BAYFIELD, Wisc. – For the first time in decades, the Apple Fest didn’t happen last weekend, but crowds still showed up for some of the usual activities.
“It was great. The people that came here were fantastic,” Erickson Orchards Owner, Fred Erickson says.
Instead of the usual vendors setting up booths downtown, visitors ventured out to the farms.
“A lot more people did the fruit loop this year instead of parking downtown. I think it was nice for the customers too because they got to see more of Bayfield instead of the two main streets,” Apple Hill Orchard Owner, Justin Sexton says.
And that’s just what Jim Erickson would have wanted.
“How fitting. He left the earth at the same time of Apple Fest weekend,” Erickson Orchards Owner, Fred Erickson says.

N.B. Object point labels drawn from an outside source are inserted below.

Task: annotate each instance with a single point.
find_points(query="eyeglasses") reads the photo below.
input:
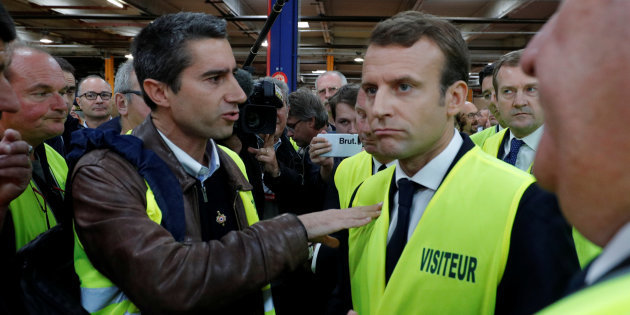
(291, 127)
(139, 93)
(331, 90)
(106, 96)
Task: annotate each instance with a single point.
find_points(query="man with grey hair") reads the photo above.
(94, 95)
(326, 86)
(296, 182)
(519, 106)
(128, 99)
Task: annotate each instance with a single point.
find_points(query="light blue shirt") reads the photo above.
(430, 176)
(190, 165)
(527, 152)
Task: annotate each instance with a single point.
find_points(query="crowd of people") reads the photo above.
(513, 205)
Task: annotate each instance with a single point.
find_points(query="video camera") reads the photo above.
(258, 113)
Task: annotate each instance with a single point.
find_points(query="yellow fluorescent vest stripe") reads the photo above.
(29, 220)
(607, 297)
(586, 250)
(100, 296)
(448, 265)
(351, 172)
(480, 137)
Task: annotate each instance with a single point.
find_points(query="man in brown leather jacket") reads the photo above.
(185, 67)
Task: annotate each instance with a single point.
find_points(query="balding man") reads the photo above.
(467, 118)
(580, 58)
(39, 85)
(128, 99)
(326, 86)
(519, 106)
(93, 96)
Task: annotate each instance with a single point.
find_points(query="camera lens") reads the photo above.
(252, 120)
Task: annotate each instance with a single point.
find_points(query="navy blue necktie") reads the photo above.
(515, 145)
(406, 191)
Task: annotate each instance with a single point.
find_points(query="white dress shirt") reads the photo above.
(614, 253)
(430, 177)
(376, 165)
(190, 165)
(527, 152)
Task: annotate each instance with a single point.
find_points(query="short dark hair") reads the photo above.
(406, 28)
(7, 28)
(65, 65)
(511, 59)
(486, 71)
(160, 51)
(123, 80)
(346, 94)
(305, 105)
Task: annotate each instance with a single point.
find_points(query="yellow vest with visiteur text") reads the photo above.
(30, 213)
(454, 261)
(100, 296)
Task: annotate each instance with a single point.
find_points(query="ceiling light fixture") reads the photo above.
(116, 3)
(358, 58)
(45, 39)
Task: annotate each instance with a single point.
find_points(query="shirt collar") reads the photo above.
(531, 140)
(190, 165)
(613, 254)
(432, 174)
(378, 164)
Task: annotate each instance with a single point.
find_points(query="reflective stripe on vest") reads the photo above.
(480, 138)
(100, 296)
(607, 297)
(586, 250)
(448, 265)
(351, 172)
(29, 219)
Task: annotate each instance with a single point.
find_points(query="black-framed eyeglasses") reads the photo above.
(292, 126)
(106, 96)
(331, 90)
(139, 93)
(70, 90)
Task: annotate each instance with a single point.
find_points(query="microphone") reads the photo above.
(244, 79)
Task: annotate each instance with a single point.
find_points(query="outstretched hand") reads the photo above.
(319, 224)
(267, 156)
(15, 166)
(15, 169)
(319, 146)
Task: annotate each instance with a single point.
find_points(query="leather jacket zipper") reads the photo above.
(236, 211)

How Jim founded the festival is a story told around the community.
“What began as a flat tire on the side of the road selling apples out of the side of his truck has turned into an amazing celebration for Bayfield and the surrounding communities. I think that will always be his legacy. I think of him more of his smile then all the things he’s done,” City of Bayfield Mayor, Gordon Ringberg says.
After watching cars come out to the farm on Saturday, the founder of the festival passed away the next day at the age of 90.

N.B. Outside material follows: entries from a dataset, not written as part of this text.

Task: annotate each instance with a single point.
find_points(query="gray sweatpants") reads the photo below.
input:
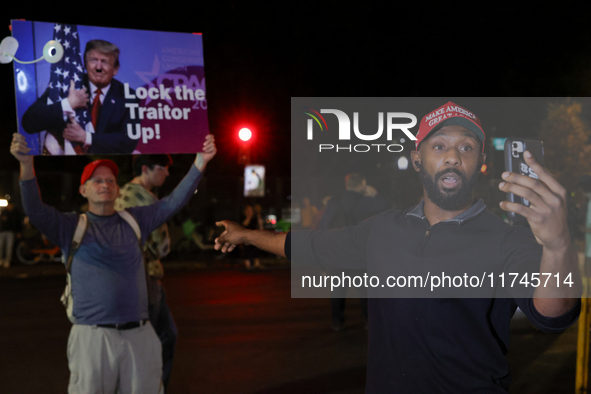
(106, 360)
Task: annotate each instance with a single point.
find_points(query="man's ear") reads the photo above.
(415, 159)
(482, 158)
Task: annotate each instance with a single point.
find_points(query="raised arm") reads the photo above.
(152, 216)
(235, 234)
(19, 149)
(55, 225)
(547, 216)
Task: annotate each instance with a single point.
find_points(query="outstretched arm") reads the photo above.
(547, 216)
(235, 234)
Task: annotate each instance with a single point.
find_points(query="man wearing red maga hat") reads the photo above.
(447, 345)
(112, 346)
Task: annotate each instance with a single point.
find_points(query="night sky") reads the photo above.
(258, 56)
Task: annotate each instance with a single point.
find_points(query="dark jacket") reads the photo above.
(435, 345)
(110, 135)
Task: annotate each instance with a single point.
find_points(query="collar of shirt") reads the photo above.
(470, 213)
(93, 89)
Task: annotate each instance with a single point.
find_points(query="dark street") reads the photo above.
(239, 332)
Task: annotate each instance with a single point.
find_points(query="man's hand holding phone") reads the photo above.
(547, 213)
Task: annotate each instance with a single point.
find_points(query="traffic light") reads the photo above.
(244, 134)
(245, 139)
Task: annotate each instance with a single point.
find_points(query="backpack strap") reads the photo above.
(128, 217)
(77, 239)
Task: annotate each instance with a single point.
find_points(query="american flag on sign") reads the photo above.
(70, 67)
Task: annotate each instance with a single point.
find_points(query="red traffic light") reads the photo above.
(244, 134)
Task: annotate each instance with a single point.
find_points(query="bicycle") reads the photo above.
(31, 252)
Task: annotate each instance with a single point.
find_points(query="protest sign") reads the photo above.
(152, 90)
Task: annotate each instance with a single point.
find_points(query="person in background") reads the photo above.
(151, 172)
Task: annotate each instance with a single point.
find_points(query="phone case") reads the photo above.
(514, 162)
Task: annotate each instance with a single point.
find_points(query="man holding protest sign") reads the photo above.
(112, 345)
(103, 97)
(444, 345)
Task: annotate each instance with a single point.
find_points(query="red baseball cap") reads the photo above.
(89, 169)
(447, 115)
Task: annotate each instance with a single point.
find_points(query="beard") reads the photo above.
(452, 199)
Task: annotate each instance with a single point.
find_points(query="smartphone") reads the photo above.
(514, 162)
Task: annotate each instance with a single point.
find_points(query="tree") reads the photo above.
(567, 147)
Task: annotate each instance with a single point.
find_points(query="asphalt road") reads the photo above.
(240, 332)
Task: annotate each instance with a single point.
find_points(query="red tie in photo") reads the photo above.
(96, 108)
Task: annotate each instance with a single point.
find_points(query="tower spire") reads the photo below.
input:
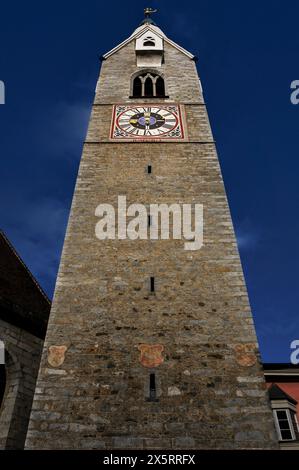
(147, 16)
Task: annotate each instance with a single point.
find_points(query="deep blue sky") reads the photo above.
(248, 55)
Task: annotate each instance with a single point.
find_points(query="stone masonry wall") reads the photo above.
(210, 387)
(22, 356)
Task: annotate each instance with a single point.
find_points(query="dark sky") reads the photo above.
(248, 56)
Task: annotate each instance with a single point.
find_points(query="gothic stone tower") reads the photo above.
(150, 345)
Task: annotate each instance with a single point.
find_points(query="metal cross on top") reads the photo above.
(149, 11)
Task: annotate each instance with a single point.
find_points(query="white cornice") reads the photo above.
(141, 30)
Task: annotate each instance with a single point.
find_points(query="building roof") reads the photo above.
(147, 27)
(281, 372)
(23, 302)
(276, 393)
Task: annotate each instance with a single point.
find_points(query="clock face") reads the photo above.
(146, 122)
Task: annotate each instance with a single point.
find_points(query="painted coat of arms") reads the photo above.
(56, 355)
(151, 354)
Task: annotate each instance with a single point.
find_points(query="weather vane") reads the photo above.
(149, 11)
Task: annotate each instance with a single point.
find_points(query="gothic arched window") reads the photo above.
(149, 42)
(137, 87)
(148, 85)
(160, 87)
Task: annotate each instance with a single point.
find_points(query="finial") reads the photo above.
(149, 11)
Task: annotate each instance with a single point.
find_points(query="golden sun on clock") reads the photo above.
(145, 122)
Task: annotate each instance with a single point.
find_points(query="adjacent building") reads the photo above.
(24, 312)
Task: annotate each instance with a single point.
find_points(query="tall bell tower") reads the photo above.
(149, 344)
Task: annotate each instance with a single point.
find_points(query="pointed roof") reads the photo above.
(146, 26)
(276, 393)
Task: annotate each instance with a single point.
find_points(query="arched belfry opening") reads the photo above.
(148, 85)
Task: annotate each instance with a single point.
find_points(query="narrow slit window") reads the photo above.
(152, 390)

“It doesn’t matter if they are 40 or 90. It hurts just as much. I’m going to miss the heck out of him,” Erickson Orchards Owner, Fred Erickson says.
Now, Fred and his sisters will continue to work on the farm without the watchful eye of their father.

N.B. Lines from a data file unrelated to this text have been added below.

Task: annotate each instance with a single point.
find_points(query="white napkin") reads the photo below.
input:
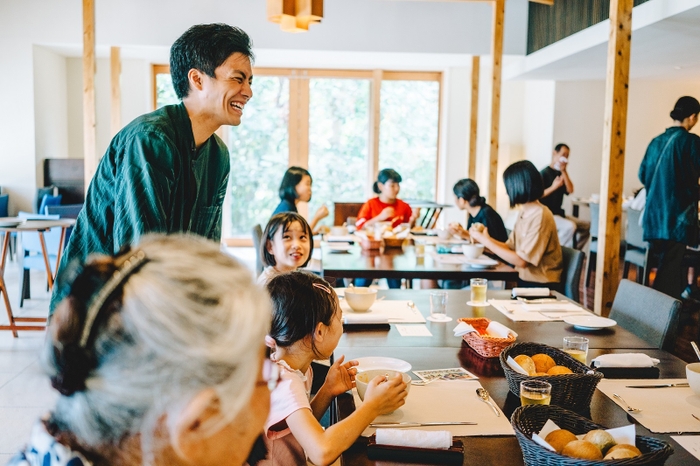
(625, 360)
(530, 292)
(440, 439)
(497, 329)
(463, 328)
(364, 318)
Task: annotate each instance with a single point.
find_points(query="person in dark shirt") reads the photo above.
(556, 184)
(669, 171)
(467, 197)
(295, 188)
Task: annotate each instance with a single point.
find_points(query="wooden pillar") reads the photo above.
(375, 115)
(115, 68)
(474, 116)
(616, 90)
(89, 67)
(499, 7)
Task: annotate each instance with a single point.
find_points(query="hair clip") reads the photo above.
(321, 287)
(118, 278)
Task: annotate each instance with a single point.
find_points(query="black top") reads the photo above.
(285, 206)
(491, 220)
(554, 200)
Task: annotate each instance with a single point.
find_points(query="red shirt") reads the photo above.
(374, 207)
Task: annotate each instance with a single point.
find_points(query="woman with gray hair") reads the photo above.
(158, 354)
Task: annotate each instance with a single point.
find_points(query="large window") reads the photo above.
(343, 126)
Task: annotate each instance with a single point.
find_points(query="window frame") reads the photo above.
(299, 98)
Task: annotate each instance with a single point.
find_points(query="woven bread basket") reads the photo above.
(527, 420)
(569, 391)
(487, 346)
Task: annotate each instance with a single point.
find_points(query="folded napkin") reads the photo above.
(625, 360)
(440, 439)
(530, 292)
(364, 318)
(498, 330)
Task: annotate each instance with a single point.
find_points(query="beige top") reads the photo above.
(534, 239)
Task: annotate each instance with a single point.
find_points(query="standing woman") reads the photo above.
(295, 188)
(467, 197)
(386, 206)
(669, 172)
(533, 246)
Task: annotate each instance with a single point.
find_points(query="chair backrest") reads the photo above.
(595, 214)
(30, 239)
(48, 200)
(4, 201)
(649, 314)
(257, 244)
(634, 233)
(572, 263)
(65, 210)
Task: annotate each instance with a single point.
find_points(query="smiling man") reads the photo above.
(167, 171)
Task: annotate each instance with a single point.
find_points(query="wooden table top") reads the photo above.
(403, 263)
(443, 350)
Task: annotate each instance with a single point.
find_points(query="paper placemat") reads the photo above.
(690, 443)
(663, 410)
(518, 311)
(395, 311)
(447, 401)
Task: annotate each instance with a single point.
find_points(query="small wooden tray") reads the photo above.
(453, 455)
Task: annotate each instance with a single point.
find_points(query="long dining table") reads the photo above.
(444, 350)
(403, 263)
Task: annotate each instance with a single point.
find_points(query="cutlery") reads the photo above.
(399, 425)
(484, 395)
(695, 348)
(685, 384)
(628, 407)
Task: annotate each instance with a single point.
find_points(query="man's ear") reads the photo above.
(195, 77)
(186, 429)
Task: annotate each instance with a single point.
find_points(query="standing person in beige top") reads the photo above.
(533, 246)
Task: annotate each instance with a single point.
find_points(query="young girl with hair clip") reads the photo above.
(386, 206)
(286, 245)
(295, 188)
(533, 246)
(468, 197)
(306, 325)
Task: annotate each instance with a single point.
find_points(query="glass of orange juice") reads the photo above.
(577, 348)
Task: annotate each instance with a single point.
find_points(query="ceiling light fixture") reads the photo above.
(295, 15)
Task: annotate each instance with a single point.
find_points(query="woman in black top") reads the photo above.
(296, 187)
(468, 198)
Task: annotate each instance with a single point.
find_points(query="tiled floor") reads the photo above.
(25, 392)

“I’m still going to be looking back and looking for him,” Erickson says.
What the founder leaves behind is a legacy and a lasting impression on other farmers.
“Jim was a huge inspirational character in this area. Just missing him drive by and waving. It was a kind of a daily routine,” Apple Hill Orchard Owner, Justin Sexton says.
His son, Fred, knows he has some big shoes to fill.
“It’s a lot. People don’t realize until they actually spend time here. And to see the effort it takes to run a facility like this,” Erickson says.
But Fred Erickson knows his father passed down all of the knowledge to him leaving the family tradition in good hands.
“When he left here. He looked at me and said ya know son, I’m really really proud of you. You’ve done well,” Erickson says.
A celebration of life for Jim Erickson will be held at one o’clock at Erickson Orchards in Bayfield.
Anyone who knew him is welcomed to pay their respects.